Altogether, the initiative is enhancing Wisconsin’s status as a national leader in the biomanufacturing industry, which includes the advanced manufacturing of therapeutic medical devices, cells, tissues or pharmaceuticals—and it is doing so by capitalizing on the groundwork laid by numerous Wisconsin educators and innovators.
“Dr. Bill Murphy had the vision to identify Wisconsin as unique not only in its academic expertise but in the broad range of companies that biomanufacturing comprises,” says Lisa Johnson, CEO of BioForward Wisconsin. “He recognized we needed to move as a state to become the Midwest hub for biomanufacturing before others laid claim.”
This first-mover advantage serves the Forward BIO Initiative well, and BIOLABS continues to focus on developing Wisconsin’s biomanufacturing ecosystem.
“Forward BIOLABS is novel due to the partnership it has with Forward BIO Institute and with BioForward Wisconsin,” Johnson says. “The community recognized we needed shared lab space that wasn’t just incubator space, but rather a partnership with a grander vision that could support early-stage companies and spotlight them as part of Wisconsin’s biomanufacturing center of excellence.
“We work collaboratively and are very focused on initiatives such as Forward BIO,” she adds. “We know many of the key players in this state and how to bring them together to advance and support the emerging-growth companies within Forward BIOLABS. We have the industry and academic expertise that jointly gives us a competitive advantage.”
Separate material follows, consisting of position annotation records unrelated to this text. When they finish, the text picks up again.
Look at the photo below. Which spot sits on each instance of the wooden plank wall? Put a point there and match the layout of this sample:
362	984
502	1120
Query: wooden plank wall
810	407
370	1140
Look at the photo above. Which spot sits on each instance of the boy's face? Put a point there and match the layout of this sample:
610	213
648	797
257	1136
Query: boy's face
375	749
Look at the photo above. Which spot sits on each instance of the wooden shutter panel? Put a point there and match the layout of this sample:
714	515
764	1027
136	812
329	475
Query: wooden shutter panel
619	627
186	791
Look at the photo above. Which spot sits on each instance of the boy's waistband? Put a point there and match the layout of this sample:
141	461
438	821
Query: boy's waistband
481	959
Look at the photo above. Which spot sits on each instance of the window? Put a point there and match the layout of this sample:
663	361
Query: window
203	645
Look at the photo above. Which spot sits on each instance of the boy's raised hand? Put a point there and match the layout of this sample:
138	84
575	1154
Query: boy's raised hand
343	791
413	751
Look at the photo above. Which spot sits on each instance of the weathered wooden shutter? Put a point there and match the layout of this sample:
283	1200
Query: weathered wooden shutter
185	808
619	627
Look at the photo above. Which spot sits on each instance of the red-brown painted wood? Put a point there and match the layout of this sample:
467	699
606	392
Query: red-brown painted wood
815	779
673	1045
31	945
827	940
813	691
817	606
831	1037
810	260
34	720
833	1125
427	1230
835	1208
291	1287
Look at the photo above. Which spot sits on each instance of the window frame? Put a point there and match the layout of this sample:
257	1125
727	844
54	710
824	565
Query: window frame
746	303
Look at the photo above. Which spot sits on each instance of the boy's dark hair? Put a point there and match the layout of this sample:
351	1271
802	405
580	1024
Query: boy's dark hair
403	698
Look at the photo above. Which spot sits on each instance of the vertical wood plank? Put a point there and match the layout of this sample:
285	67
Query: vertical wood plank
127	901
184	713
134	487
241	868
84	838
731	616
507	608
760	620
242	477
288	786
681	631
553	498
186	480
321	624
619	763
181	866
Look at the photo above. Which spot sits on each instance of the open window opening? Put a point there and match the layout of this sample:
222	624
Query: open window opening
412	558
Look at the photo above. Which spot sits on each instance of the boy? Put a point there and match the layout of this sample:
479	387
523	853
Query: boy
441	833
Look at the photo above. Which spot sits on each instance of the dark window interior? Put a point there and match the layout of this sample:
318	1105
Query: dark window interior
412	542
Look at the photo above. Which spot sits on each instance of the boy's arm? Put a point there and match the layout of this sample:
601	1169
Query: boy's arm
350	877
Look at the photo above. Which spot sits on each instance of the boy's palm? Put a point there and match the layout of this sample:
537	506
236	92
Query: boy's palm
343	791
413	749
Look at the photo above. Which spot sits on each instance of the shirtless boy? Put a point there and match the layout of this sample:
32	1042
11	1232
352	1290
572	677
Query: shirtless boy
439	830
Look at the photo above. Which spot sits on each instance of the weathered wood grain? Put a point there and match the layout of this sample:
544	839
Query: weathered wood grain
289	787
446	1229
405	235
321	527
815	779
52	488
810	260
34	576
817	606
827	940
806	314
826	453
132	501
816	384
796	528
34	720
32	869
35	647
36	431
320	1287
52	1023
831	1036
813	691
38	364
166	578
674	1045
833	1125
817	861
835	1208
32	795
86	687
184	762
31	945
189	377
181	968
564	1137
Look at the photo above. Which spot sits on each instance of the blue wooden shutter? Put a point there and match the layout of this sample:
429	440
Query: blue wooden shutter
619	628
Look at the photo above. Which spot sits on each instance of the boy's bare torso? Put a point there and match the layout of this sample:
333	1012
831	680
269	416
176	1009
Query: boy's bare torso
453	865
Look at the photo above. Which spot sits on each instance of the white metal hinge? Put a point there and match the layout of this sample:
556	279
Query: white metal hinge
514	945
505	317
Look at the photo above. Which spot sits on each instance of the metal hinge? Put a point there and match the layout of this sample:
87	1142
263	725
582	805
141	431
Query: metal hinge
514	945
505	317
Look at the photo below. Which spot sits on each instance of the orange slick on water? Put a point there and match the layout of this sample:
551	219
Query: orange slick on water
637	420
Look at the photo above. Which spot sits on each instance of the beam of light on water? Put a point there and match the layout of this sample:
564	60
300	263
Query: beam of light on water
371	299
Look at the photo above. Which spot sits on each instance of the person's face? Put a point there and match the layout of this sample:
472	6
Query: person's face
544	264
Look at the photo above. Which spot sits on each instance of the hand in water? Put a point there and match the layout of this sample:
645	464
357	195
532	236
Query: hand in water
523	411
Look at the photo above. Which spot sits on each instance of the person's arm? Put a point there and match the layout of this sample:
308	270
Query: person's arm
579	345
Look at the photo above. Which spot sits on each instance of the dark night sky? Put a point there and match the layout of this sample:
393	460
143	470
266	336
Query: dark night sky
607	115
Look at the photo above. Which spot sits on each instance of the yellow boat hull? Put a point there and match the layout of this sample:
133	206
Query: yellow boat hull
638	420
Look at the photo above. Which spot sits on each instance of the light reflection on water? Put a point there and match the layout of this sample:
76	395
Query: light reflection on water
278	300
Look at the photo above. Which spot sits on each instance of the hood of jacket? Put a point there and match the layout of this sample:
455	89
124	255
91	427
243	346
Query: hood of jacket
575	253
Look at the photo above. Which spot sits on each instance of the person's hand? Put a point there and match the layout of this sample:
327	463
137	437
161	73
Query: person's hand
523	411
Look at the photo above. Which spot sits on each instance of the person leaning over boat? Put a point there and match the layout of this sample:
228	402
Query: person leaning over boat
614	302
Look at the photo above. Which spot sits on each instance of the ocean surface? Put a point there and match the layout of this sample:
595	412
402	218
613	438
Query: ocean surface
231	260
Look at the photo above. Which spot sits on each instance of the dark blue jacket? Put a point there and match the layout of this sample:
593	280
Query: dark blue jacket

WEDC’s investment in the Forward BIO Initiative is part of a long-term strategy to grow and expand targeted, high-growth business clusters that ultimately leads to significant job growth in Wisconsin. WEDC-supported centers of excellence, including the Global Water Center and the Energy Innovation Center, serve as cluster “anchors” around which educational and corporate R&D, commercialization, external investment and company attraction connections are made.